Searchable abstracts of presentations at key conferences in endocrinology
Endocrine Abstracts (2014) 34 P385 | DOI: 10.1530/endoabs.34.P385

SFEBES2014 Poster Presentations Thyroid (51 abstracts)

Investigating and treating thyrotoxicosis

Momin Shah & Simon Saunders


Warrington and Halton Hospitals NHS Foundation Trust, Warrington, UK.


Aim: To evaluate the management of patients with hyperthyroidism against recommendations of the American Thyroid Association (ATA).

Methods: The case records of all new patients referred with hyperthyroidism, 02.05.2009–01.04.2011, were analysed (n=33), against recommendations of ATA.

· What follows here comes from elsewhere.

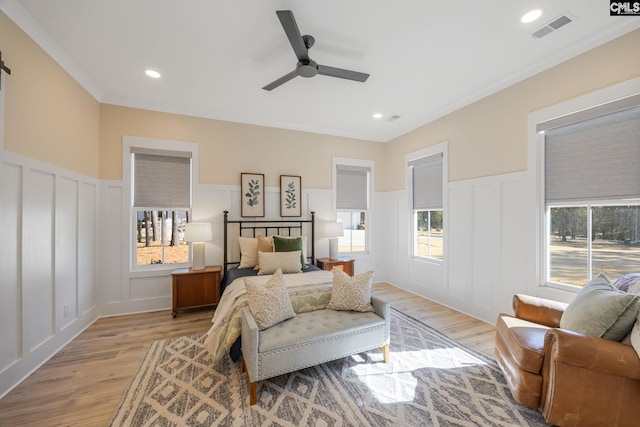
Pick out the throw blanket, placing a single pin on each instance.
(308, 292)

Results: 73% of the subjects were women. 24% patients had Graves’ disease, 18% MNG, 18% thyroiditis, 15% ‘autoimmune hyperthyroidism’, 15% patients were broadly labelled as ‘hyperthyroid’ (not otherwise specified), 3% patients had amiodarone induced thyrotoxicosis, 3% thyroid hormone resistance and 3% had subclinical hyperthyroidism. Carbimazole was used in all patients with Graves’ on anti-thyroid medication (100%). In patients treated with carbimazole, a baseline FBC was checked in 77% and LFTS in 51%. Smoking history was documented in 64% of patients. Only 18% had documentary evidence of advice on smoking cessation. 0% of patients with Grave’ or autoimmune thyrotoxicosis had TRAB levels re-checked prior to stopping carbimazole. 33% of patients with MNG were referred for surgery (compressive symptoms) and the remainder 50% were referred for radio-iodine treatment. In patients with clinical presentation not diagnostic of Graves’ disease only 16% had thyroid uptake scans. All patients with Graves’ disease who were referred for radio-iodine treatment were pre-treated with carbimazole (100%).

Discussion: Anti-thyroid medication may rarely cause agranulocytosis and liver dysfunction therefore baseline FBC and LFTs should be checked in all patients. Graves’ opthamopathy is six times more common in smokers; risks of smoking should be discussed and documented. Patients with persistently raised TRAB levels should be counselled regarding the high chance of relapse and will benefit from more frequent monitoring of TFTs once off anti-thyroid medication. RAI uptake should be performed as part of evaluation when the clinical presentation of thyrotoxicosis is not diagnostic of Graves’ disease. Finally ‘Hyperthyroidism’ is not a diagnosis; every effort must be made to clarify the cause of hyperthyroidism.